Em relação ao mercado, o diretor lembra que o nióbio e as terras raras estão inseridos em cadeias produtivas estratégicas associadas à transição energética, mobilidade elétrica e tecnologias avançadas. “A combinação dos dois ativos minerais do Projeto Araxá, nióbio e terras raras, possibilita à St George maior estabilidade em relação às oscilações de mercado, especialmente frente à cotação das terras raras. De toda forma, a demanda por esses minerais apresenta perspectiva consistente de crescimento no médio e longo prazo”, avalia Amaral.

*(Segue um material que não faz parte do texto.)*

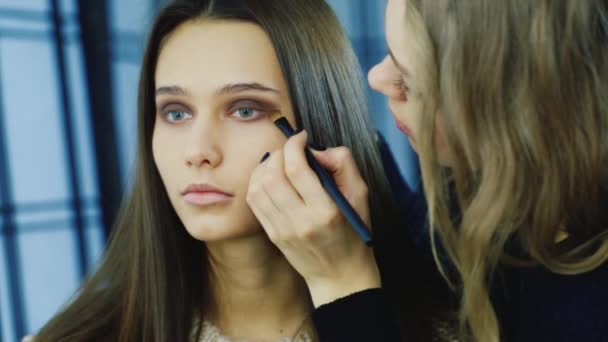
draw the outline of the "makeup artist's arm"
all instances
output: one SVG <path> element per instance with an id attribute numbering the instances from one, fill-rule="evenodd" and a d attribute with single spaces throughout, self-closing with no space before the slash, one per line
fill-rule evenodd
<path id="1" fill-rule="evenodd" d="M 367 289 L 321 305 L 312 313 L 321 342 L 402 341 L 381 288 Z"/>
<path id="2" fill-rule="evenodd" d="M 344 220 L 304 156 L 306 132 L 254 170 L 247 201 L 310 290 L 321 341 L 399 341 L 371 248 Z M 367 186 L 347 148 L 314 152 L 369 226 Z"/>

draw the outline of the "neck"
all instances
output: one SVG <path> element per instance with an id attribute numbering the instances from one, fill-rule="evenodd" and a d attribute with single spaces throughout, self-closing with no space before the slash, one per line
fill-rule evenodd
<path id="1" fill-rule="evenodd" d="M 292 335 L 312 306 L 306 284 L 263 234 L 207 243 L 212 304 L 207 320 L 248 339 Z"/>

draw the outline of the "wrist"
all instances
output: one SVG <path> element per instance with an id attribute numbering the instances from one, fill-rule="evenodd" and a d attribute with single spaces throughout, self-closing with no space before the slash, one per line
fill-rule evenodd
<path id="1" fill-rule="evenodd" d="M 306 281 L 315 308 L 363 290 L 382 287 L 378 268 L 358 271 L 354 275 L 343 275 Z"/>

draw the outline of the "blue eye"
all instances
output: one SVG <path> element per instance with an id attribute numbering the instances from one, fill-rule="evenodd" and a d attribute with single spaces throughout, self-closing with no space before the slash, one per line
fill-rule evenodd
<path id="1" fill-rule="evenodd" d="M 407 84 L 405 83 L 405 80 L 403 79 L 403 76 L 399 76 L 398 79 L 396 79 L 393 84 L 395 85 L 396 90 L 398 91 L 398 97 L 400 100 L 407 100 L 407 95 L 410 91 L 410 88 L 407 86 Z"/>
<path id="2" fill-rule="evenodd" d="M 260 111 L 251 107 L 241 107 L 232 112 L 232 116 L 236 116 L 242 120 L 252 120 L 257 118 L 259 115 Z"/>
<path id="3" fill-rule="evenodd" d="M 169 122 L 178 122 L 189 119 L 191 115 L 181 110 L 172 110 L 165 113 L 165 118 Z"/>

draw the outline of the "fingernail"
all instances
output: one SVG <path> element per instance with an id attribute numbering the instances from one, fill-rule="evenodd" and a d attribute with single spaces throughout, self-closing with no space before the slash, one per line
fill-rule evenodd
<path id="1" fill-rule="evenodd" d="M 293 132 L 293 135 L 298 135 L 298 134 L 302 133 L 303 130 L 304 130 L 304 128 L 298 128 L 295 130 L 295 132 Z"/>
<path id="2" fill-rule="evenodd" d="M 264 162 L 264 160 L 268 159 L 268 157 L 270 157 L 270 153 L 269 152 L 264 153 L 264 155 L 262 156 L 262 159 L 260 160 L 260 164 L 262 164 Z"/>
<path id="3" fill-rule="evenodd" d="M 321 145 L 321 144 L 317 144 L 314 141 L 311 141 L 308 143 L 308 147 L 312 148 L 313 150 L 317 150 L 317 151 L 325 151 L 327 150 L 327 147 Z"/>

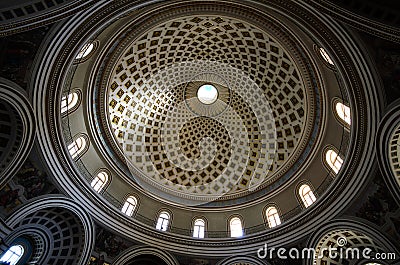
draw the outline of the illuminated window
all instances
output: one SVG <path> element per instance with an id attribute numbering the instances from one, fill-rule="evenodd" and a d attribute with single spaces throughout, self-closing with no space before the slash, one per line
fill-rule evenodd
<path id="1" fill-rule="evenodd" d="M 242 221 L 239 217 L 233 217 L 229 222 L 229 227 L 231 229 L 231 237 L 243 236 Z"/>
<path id="2" fill-rule="evenodd" d="M 4 262 L 5 264 L 15 265 L 21 259 L 24 254 L 24 248 L 21 245 L 15 245 L 10 247 L 6 253 L 3 254 L 0 258 L 0 262 Z"/>
<path id="3" fill-rule="evenodd" d="M 108 174 L 104 171 L 100 172 L 97 174 L 97 176 L 92 180 L 92 183 L 90 184 L 93 189 L 97 192 L 100 192 L 104 186 L 108 182 Z"/>
<path id="4" fill-rule="evenodd" d="M 279 218 L 278 210 L 275 207 L 269 207 L 266 211 L 268 225 L 270 228 L 278 226 L 281 224 L 281 219 Z"/>
<path id="5" fill-rule="evenodd" d="M 343 164 L 343 159 L 333 150 L 326 152 L 326 162 L 335 173 L 338 173 Z"/>
<path id="6" fill-rule="evenodd" d="M 339 116 L 339 118 L 341 120 L 343 120 L 345 123 L 347 123 L 348 125 L 350 125 L 351 124 L 350 108 L 341 102 L 337 102 L 335 109 L 336 109 L 336 113 Z"/>
<path id="7" fill-rule="evenodd" d="M 132 216 L 133 212 L 135 211 L 136 205 L 137 199 L 133 196 L 129 196 L 128 199 L 126 199 L 124 206 L 121 209 L 121 212 L 123 212 L 127 216 Z"/>
<path id="8" fill-rule="evenodd" d="M 325 51 L 324 48 L 319 48 L 319 52 L 322 55 L 322 58 L 324 58 L 324 60 L 329 63 L 330 65 L 335 65 L 331 59 L 331 57 L 329 56 L 329 54 Z"/>
<path id="9" fill-rule="evenodd" d="M 196 219 L 193 226 L 193 237 L 204 238 L 206 222 L 203 219 Z"/>
<path id="10" fill-rule="evenodd" d="M 157 220 L 156 229 L 160 231 L 167 231 L 169 219 L 170 219 L 169 213 L 161 212 Z"/>
<path id="11" fill-rule="evenodd" d="M 316 201 L 315 195 L 308 185 L 301 185 L 299 194 L 306 208 Z"/>
<path id="12" fill-rule="evenodd" d="M 68 146 L 68 151 L 72 158 L 76 158 L 86 147 L 86 140 L 80 136 Z"/>
<path id="13" fill-rule="evenodd" d="M 76 60 L 84 59 L 86 56 L 88 56 L 94 49 L 94 44 L 93 43 L 86 43 L 81 51 L 78 53 L 78 55 L 75 57 Z"/>
<path id="14" fill-rule="evenodd" d="M 67 110 L 72 110 L 73 107 L 79 101 L 79 95 L 76 92 L 72 92 L 61 98 L 61 113 L 66 112 Z"/>

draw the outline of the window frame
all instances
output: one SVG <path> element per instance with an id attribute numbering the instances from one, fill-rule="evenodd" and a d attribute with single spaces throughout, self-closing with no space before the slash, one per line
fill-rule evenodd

| Parcerias Privadas da St George Mining | |||
| Empresa/Qualificação | Sede | Data do MoU | Descritivo |
| Boston Metal do Brasil, detém a patente da tecnologia MOE (Eletrólise de Óxido Fundido), que permite a produção eficiente de metais a partir de matérias primas de baixa qualidade | Brasil | 01/04/2026 | Testar a MOE para a fabricação de produtos com o nióbio do Projeto Araxá |
| Tecnicas Reunidas, empresa global especializada no processamento de terras raras, lidera o Permanet, projeto financiado pela União Europeia para criar a primeira cadeia de valor europeia para a fabricação de imãs permanentes | Espanha | 31/03/2026 | Realização de testes de processamento de terras raras do Projeto Araxá |
| Nanum Nanotecnologia, especialista em processamento e a produção de produtos comerciais a partir de nanomateriais, incluindo cério | Brasil | 13/03/2026 | Avaliação do emprego de cério contido nas terras raras do Projeto Araxá para a fabricação de produtos comerciais |
| REAlloys, indústria com cadeia de suprimentos integrada, da mina à fabricação de imãs. Produz materiais magnéticos para organizações do governo e indústrias dos EUA nos setores de defesa, aeroespacial e eletrônica | EUA | 21/01/2026
(extensão do contrato inicial assinado em Set/2025) |
Fornecimento de terras raras do Projeto Araxá |
Fonte: Comunicados a Investidores da St George Mining

A aquisição do Projeto Araxá foi aprovada, por unanimidade, pela assembleia geral de acionistas da australiana St George Mining em 08 de outubro de 2024. No final desse mesmo mês, a empresa assinou um Memorando de Entendimento (MoU) com a Secretaria de Desenvolvimento Econômico (SEDE) de Minas Gerais, representada pelo Instituto Integrado de Desenvolvimento Econômico (Invest Minas), durante a International Mining and Resources Conference (IMARC) em Sydney, na Austrália, visando a adoção das melhores práticas sustentáveis de produção e gestão do projeto, a atuação conjunta com o estado e a cidade de Araxá e a contratação de fornecedores e profissionais locais. Na época, a instalação das futuras mina e planta estava estimada em cerca de R$ 2 bilhões.